The first part is relatively straightforward, you set the qdisc of your outgoing interface to be an HTB, and make its first child class specify the maximum bandwidth of the link. (That should be a little bit less than your actual upstream bandwidth) Then you create subclasses of that first class that have a given guaranteed bandwidth, a given maximum bandwidth, and a priority. Obviously the given maximum bandwidth for each subclass shouldn't exceed the maximum bandwidth of the the parent class, nor should the sum of the guaranteed bandwidths.
Finally you attach filters to the qdisc that say which subclass of the qdisc to put packets into. This is probably the hardest part as the u32 filter is an awful thing that requires intimate knowledge of the structure of the header of a packet and inhuman ability with bitshifts and bitmasks and stuff. I found it much easier to use the fwmark filter, which classifies packets according to their iptables mark. This is why I have the mangle table, as I mentioned in the previous update. It says a lot about tc that writing iptables rules is much easier(!)
Summary
Anyway so basically what you have happening is this
- Packet wants to get transmitted
- Packet goes into iptables POSTROUTING hook where the mangle table sets a mark on it depending on whatever criteria
- Packet gets enqueued into HTB
- HTB classifies packet (puts it into a given class) based on its iptables mark. I suggest you use the same arbitrary mark number as the priority of the class into which it is going.
- Packet sits in queue.
- Network hardware asks to have packet dequeued so it can transmit it.
- HTB looks for the highest priority packet to dequeue, dequeues it if configured rates allow it.

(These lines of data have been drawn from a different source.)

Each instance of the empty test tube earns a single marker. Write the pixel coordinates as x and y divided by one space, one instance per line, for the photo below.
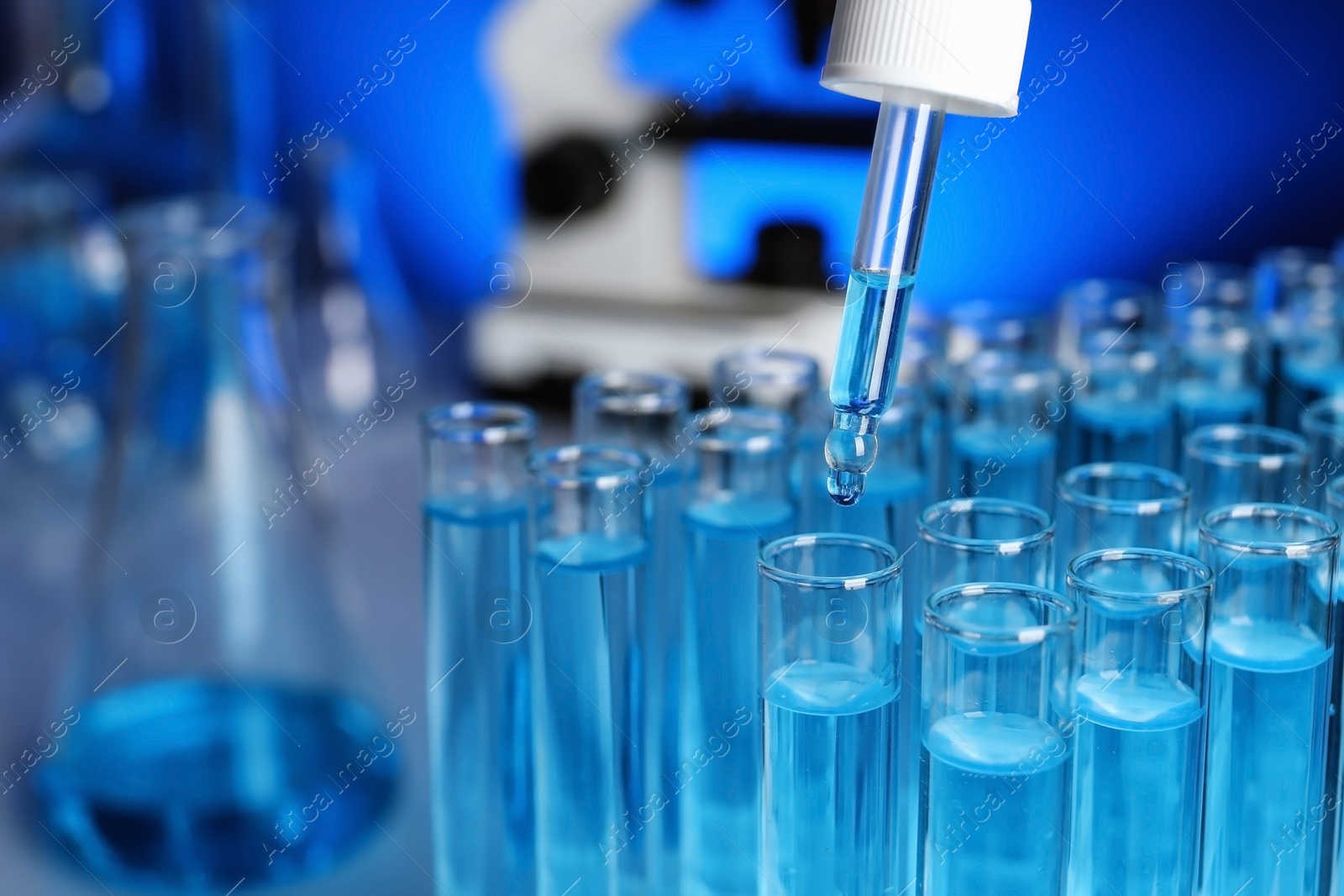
1270 651
996 755
647 411
1216 338
479 622
1231 464
597 747
738 500
1139 735
1003 438
830 678
1119 506
1323 425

- Packet goes out, hopefully not having had to queue in or get dropped by the modem.
Please note you can only do this with outgoing packets. There's not a lot you can do with incoming traffic, except police it. That is, drop some if you recieve too much. TCP ensures it gets retransmitted at the other end. I do this but I'm not sure how much effect it has.
Links
- Advanced routing and traffic control HOWTO just about the only documentation that exists. Also found here is Wondershaper which does pretty much everything I've described above. I could have just installed this but I wanted to learn about it, so I wrote my own init scripts instead.
- Hierarchial Token Bucket home page, user guide, etc.
- TCNG, a very promising piece of code for which you write configuration files in a nicely clear structured configuration language, and it turns them into tc commands for you. Unfortunately I had certain problems that make it little better than beta software at the moment. That's not to say it didn't help out a lot.